A couple interview (or joint couple interview, or more broadly conjoint interview, joint interview or dyadic interview) is a method of qualitative research used in the social sciences, where two spouses are interviewed together. Such an interview is typically semi-structured or unstructured. Couple interviews are important in household research, often from a psychological, sociological, anthropological or social geographical perspective, and are also frequently used within health research. A couple interview is a form of joint interviewing (interviews involving two interviewees), the subject of a growing methodological research literature.

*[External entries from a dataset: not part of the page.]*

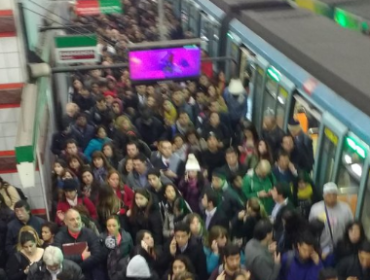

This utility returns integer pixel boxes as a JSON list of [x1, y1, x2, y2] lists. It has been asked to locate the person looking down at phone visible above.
[[54, 209, 103, 279], [5, 231, 44, 280]]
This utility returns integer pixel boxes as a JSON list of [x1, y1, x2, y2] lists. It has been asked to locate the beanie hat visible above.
[[63, 179, 78, 191], [185, 154, 200, 171], [126, 255, 151, 278], [212, 168, 226, 180], [323, 182, 338, 194]]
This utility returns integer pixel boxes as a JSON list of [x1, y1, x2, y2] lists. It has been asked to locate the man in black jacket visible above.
[[27, 246, 85, 280], [54, 209, 103, 279], [163, 223, 208, 279], [337, 241, 370, 280]]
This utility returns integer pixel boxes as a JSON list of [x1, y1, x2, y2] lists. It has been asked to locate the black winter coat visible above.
[[54, 227, 103, 272]]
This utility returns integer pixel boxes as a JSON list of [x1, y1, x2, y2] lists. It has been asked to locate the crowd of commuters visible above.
[[0, 0, 370, 280]]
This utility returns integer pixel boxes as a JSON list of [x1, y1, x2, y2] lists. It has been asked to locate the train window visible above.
[[318, 127, 338, 189], [361, 171, 370, 236], [338, 135, 367, 194]]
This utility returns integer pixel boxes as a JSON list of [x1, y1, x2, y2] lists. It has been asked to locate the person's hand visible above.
[[211, 240, 218, 255], [311, 251, 320, 265], [141, 240, 149, 252], [82, 246, 91, 260], [57, 210, 65, 222], [238, 210, 246, 220], [216, 270, 226, 280], [257, 191, 268, 198], [170, 238, 177, 257], [274, 252, 281, 264]]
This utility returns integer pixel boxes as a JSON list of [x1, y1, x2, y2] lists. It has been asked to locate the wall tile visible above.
[[0, 69, 9, 84], [7, 68, 23, 83], [1, 37, 19, 53], [1, 122, 18, 137], [4, 52, 20, 68]]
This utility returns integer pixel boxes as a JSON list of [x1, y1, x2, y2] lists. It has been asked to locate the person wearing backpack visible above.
[[0, 177, 21, 210], [279, 232, 323, 280]]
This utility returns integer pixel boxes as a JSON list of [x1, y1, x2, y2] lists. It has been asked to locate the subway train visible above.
[[172, 0, 370, 235]]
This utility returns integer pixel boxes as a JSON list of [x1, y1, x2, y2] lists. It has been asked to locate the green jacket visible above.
[[242, 170, 276, 215]]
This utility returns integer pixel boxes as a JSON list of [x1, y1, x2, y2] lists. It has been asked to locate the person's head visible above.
[[318, 267, 338, 280], [358, 240, 370, 270], [42, 246, 64, 273], [179, 111, 190, 126], [174, 222, 190, 248], [147, 169, 162, 189], [323, 182, 338, 207], [226, 147, 238, 166], [212, 168, 226, 190], [132, 154, 147, 174], [66, 139, 78, 155], [106, 215, 121, 236], [41, 222, 58, 243], [63, 179, 78, 201], [17, 231, 37, 256], [136, 229, 154, 248], [126, 142, 140, 158], [276, 151, 290, 171], [202, 189, 219, 210], [63, 208, 82, 233], [81, 168, 94, 186], [209, 112, 220, 127], [297, 232, 315, 261], [171, 255, 194, 276], [271, 183, 291, 203], [14, 200, 31, 223], [253, 219, 273, 245], [161, 141, 172, 158], [53, 159, 67, 176], [281, 135, 294, 154], [91, 151, 109, 169], [67, 155, 84, 170], [208, 226, 228, 248], [95, 125, 107, 139], [343, 221, 366, 244], [163, 183, 178, 202], [255, 159, 271, 178], [223, 244, 240, 273], [107, 169, 123, 189]]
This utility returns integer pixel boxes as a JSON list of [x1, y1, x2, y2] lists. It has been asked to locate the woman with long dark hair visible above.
[[127, 189, 163, 244]]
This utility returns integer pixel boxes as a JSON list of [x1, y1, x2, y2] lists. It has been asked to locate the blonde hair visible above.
[[17, 226, 44, 251]]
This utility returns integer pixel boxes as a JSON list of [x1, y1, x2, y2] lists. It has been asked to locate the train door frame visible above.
[[313, 111, 348, 192]]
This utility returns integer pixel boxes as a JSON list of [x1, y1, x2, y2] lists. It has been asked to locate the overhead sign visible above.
[[55, 34, 99, 64], [76, 0, 122, 16]]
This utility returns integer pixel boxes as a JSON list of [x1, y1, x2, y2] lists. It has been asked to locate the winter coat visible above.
[[242, 171, 276, 214], [54, 227, 104, 272], [55, 197, 98, 225], [27, 260, 85, 280]]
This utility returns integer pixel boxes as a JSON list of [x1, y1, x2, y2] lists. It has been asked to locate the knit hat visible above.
[[63, 179, 78, 191], [228, 79, 245, 95], [323, 182, 338, 194], [126, 255, 151, 278], [185, 154, 200, 171], [212, 168, 226, 180]]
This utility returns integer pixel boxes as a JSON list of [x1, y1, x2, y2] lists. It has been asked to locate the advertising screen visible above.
[[129, 45, 201, 82]]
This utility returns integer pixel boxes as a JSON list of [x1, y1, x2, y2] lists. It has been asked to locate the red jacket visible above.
[[116, 185, 134, 209], [55, 197, 98, 225]]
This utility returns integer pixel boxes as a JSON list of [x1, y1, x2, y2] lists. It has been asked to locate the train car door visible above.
[[225, 31, 242, 80], [239, 47, 256, 121], [336, 132, 369, 215], [314, 112, 347, 193], [252, 55, 269, 134], [189, 2, 200, 38]]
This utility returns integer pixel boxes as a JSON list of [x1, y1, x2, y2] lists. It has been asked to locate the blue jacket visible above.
[[279, 251, 323, 280], [84, 138, 112, 161]]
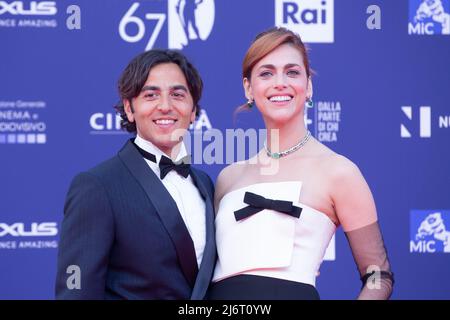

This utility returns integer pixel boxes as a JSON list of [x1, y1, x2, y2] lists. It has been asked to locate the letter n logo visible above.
[[400, 106, 431, 138]]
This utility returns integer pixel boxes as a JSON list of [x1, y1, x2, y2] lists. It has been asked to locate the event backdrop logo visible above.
[[119, 0, 215, 50], [408, 0, 450, 35], [400, 106, 450, 138], [275, 0, 334, 43], [409, 210, 450, 253], [0, 99, 47, 144], [400, 106, 431, 138], [0, 222, 58, 250], [305, 100, 342, 142]]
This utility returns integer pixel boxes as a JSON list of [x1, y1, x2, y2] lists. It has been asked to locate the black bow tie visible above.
[[159, 156, 191, 179], [134, 144, 191, 180], [234, 192, 302, 221]]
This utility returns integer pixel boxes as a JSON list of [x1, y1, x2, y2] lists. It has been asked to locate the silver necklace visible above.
[[264, 130, 311, 159]]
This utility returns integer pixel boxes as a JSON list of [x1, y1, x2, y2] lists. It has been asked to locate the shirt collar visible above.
[[134, 135, 187, 163]]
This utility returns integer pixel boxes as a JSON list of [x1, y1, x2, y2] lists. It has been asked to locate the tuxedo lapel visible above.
[[191, 168, 216, 300], [119, 140, 198, 287]]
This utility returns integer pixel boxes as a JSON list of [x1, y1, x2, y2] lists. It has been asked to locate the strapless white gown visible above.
[[213, 181, 336, 286]]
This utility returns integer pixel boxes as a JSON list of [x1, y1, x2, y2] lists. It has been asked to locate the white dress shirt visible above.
[[134, 135, 206, 267]]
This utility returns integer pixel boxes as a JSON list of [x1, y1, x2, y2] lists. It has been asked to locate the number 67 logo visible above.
[[119, 2, 166, 51]]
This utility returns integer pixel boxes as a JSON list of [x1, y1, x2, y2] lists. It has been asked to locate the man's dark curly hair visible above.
[[114, 49, 203, 133]]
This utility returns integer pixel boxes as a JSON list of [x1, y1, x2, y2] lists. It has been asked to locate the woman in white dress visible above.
[[209, 28, 393, 300]]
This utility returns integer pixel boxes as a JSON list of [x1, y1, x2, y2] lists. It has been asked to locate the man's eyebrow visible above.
[[170, 84, 189, 92], [141, 86, 160, 92]]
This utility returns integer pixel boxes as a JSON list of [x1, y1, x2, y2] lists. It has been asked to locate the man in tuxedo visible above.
[[56, 50, 216, 299]]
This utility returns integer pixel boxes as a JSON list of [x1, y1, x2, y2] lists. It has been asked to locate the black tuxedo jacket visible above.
[[56, 141, 216, 299]]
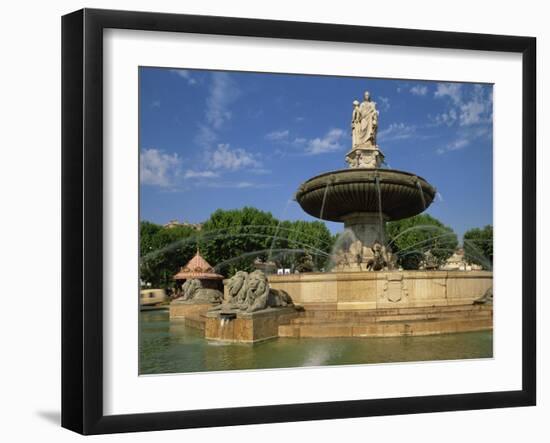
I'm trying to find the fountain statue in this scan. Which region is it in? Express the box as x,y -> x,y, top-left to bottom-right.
296,92 -> 436,270
211,270 -> 293,313
180,278 -> 223,303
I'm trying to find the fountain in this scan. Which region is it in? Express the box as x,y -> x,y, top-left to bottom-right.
170,88 -> 493,343
269,92 -> 492,337
296,92 -> 436,264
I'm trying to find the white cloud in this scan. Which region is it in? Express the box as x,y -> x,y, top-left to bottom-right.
170,69 -> 201,85
435,83 -> 493,126
205,72 -> 240,130
183,169 -> 218,178
292,137 -> 307,146
378,95 -> 390,111
201,181 -> 277,189
378,123 -> 416,141
265,129 -> 290,141
436,125 -> 492,154
209,143 -> 262,171
139,148 -> 181,187
409,85 -> 428,95
306,128 -> 345,155
434,83 -> 462,104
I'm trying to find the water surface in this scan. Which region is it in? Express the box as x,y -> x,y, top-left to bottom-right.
139,311 -> 493,374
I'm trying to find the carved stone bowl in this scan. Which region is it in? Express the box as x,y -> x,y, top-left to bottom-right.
296,168 -> 436,222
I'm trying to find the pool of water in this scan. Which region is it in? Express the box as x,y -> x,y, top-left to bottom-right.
139,311 -> 493,374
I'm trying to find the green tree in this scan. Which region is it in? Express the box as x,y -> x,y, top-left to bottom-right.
387,214 -> 458,269
140,222 -> 198,288
201,207 -> 278,276
282,220 -> 334,270
464,225 -> 493,269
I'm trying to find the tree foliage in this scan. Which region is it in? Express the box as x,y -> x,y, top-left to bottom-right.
139,221 -> 201,288
387,214 -> 458,269
140,207 -> 333,287
464,225 -> 493,269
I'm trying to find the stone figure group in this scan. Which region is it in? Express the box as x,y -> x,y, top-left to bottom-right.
334,240 -> 397,271
214,270 -> 294,312
179,278 -> 223,303
351,91 -> 378,148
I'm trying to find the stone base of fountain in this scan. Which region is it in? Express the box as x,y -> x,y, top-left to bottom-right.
269,271 -> 493,310
205,306 -> 298,343
170,299 -> 219,319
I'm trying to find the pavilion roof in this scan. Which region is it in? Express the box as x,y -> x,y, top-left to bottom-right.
174,250 -> 223,280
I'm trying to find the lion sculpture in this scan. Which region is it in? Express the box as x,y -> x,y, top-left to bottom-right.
219,270 -> 294,312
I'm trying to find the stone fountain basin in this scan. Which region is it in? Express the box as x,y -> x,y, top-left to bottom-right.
296,169 -> 436,222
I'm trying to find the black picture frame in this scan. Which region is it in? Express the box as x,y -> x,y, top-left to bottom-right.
62,9 -> 537,434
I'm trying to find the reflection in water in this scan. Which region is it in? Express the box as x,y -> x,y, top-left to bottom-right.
139,311 -> 493,374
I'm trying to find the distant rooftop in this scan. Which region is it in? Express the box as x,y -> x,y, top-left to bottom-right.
174,250 -> 223,280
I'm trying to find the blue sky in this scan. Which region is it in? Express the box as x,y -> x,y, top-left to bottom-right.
139,67 -> 493,241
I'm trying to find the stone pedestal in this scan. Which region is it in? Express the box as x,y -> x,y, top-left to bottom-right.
205,307 -> 298,343
346,145 -> 384,169
343,212 -> 386,247
170,299 -> 215,319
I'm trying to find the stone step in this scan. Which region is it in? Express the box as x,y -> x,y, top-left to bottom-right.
300,305 -> 493,320
184,314 -> 206,331
290,311 -> 493,325
279,318 -> 493,338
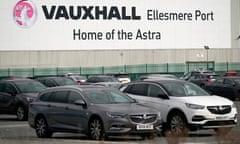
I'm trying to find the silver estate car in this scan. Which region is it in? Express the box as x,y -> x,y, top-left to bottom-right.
29,85 -> 162,140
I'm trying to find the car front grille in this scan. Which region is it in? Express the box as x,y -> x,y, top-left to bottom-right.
207,105 -> 232,114
130,114 -> 158,124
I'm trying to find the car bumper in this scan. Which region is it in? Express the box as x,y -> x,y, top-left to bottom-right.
189,110 -> 237,129
105,120 -> 162,135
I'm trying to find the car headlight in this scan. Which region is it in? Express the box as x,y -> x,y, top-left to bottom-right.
232,103 -> 237,108
106,112 -> 127,118
26,97 -> 34,102
185,103 -> 205,109
158,112 -> 162,119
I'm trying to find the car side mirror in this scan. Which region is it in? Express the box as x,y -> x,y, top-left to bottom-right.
74,99 -> 87,107
0,92 -> 16,96
158,94 -> 169,99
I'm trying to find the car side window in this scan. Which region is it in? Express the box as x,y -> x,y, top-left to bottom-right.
128,84 -> 147,96
224,79 -> 233,85
68,91 -> 82,104
49,91 -> 68,103
87,77 -> 96,83
3,84 -> 17,94
39,92 -> 53,101
0,83 -> 4,92
44,80 -> 55,87
214,79 -> 223,84
148,84 -> 164,97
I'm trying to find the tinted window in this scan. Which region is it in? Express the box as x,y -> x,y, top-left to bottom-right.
85,90 -> 135,104
55,78 -> 77,86
45,91 -> 68,103
87,77 -> 97,83
68,91 -> 82,103
43,80 -> 56,87
15,80 -> 46,93
1,83 -> 17,94
214,79 -> 223,84
233,79 -> 240,84
39,92 -> 52,101
163,82 -> 209,97
54,91 -> 68,103
128,84 -> 147,96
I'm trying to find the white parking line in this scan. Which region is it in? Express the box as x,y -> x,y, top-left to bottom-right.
0,124 -> 29,128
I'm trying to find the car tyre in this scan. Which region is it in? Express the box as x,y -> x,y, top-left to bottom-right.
141,133 -> 155,140
165,112 -> 189,137
16,105 -> 27,121
35,116 -> 52,138
88,118 -> 104,140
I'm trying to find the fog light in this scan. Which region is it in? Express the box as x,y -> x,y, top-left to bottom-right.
192,115 -> 205,121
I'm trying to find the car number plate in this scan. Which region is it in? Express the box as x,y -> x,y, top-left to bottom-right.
137,124 -> 153,130
216,116 -> 227,120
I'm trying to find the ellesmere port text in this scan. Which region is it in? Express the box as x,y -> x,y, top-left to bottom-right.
42,5 -> 141,20
147,9 -> 214,21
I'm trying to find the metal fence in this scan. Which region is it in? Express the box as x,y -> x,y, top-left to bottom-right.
0,62 -> 240,79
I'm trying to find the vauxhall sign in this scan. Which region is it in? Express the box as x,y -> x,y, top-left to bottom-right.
0,0 -> 231,50
42,5 -> 141,20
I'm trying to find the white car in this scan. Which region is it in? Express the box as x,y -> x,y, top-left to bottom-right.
120,78 -> 237,135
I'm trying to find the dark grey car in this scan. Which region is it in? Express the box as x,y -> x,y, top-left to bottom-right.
0,78 -> 46,120
29,85 -> 162,140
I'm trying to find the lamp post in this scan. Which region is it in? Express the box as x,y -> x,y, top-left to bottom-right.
204,46 -> 210,69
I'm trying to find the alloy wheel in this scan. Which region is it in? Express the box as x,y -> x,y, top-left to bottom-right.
35,117 -> 51,138
170,114 -> 187,136
16,106 -> 26,120
89,118 -> 103,140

There is an ongoing methodological controversy over whether couples should ideally be interviewed together or apart. Bjørnholt and Farstad argue that the couple interview should be seen as a distinct form of the qualitative research interview, and argue that the couple interview has several advantages over individual interviews, in particular in "solving the ethical problems of anonymity and consent among interviewees, and [resulting] in the production of rich data, including observational data," and in intra-couple dynamics and the interaction between the informants, as well as with the researcher(s), in the interview situation, which may also reveal controversies and areas of conflict, by providing a reflective space for both partners together, which enables them to challenge as well as to reinforce each other's accounts. They further argue that the researcher plays an important role, as couple interviews may be seen as an arena of "family display", using a concept originally proposed by Janet Finch. The opportunity to observe shared storytelling is regarded as a widely documented advantage of joint interviewing.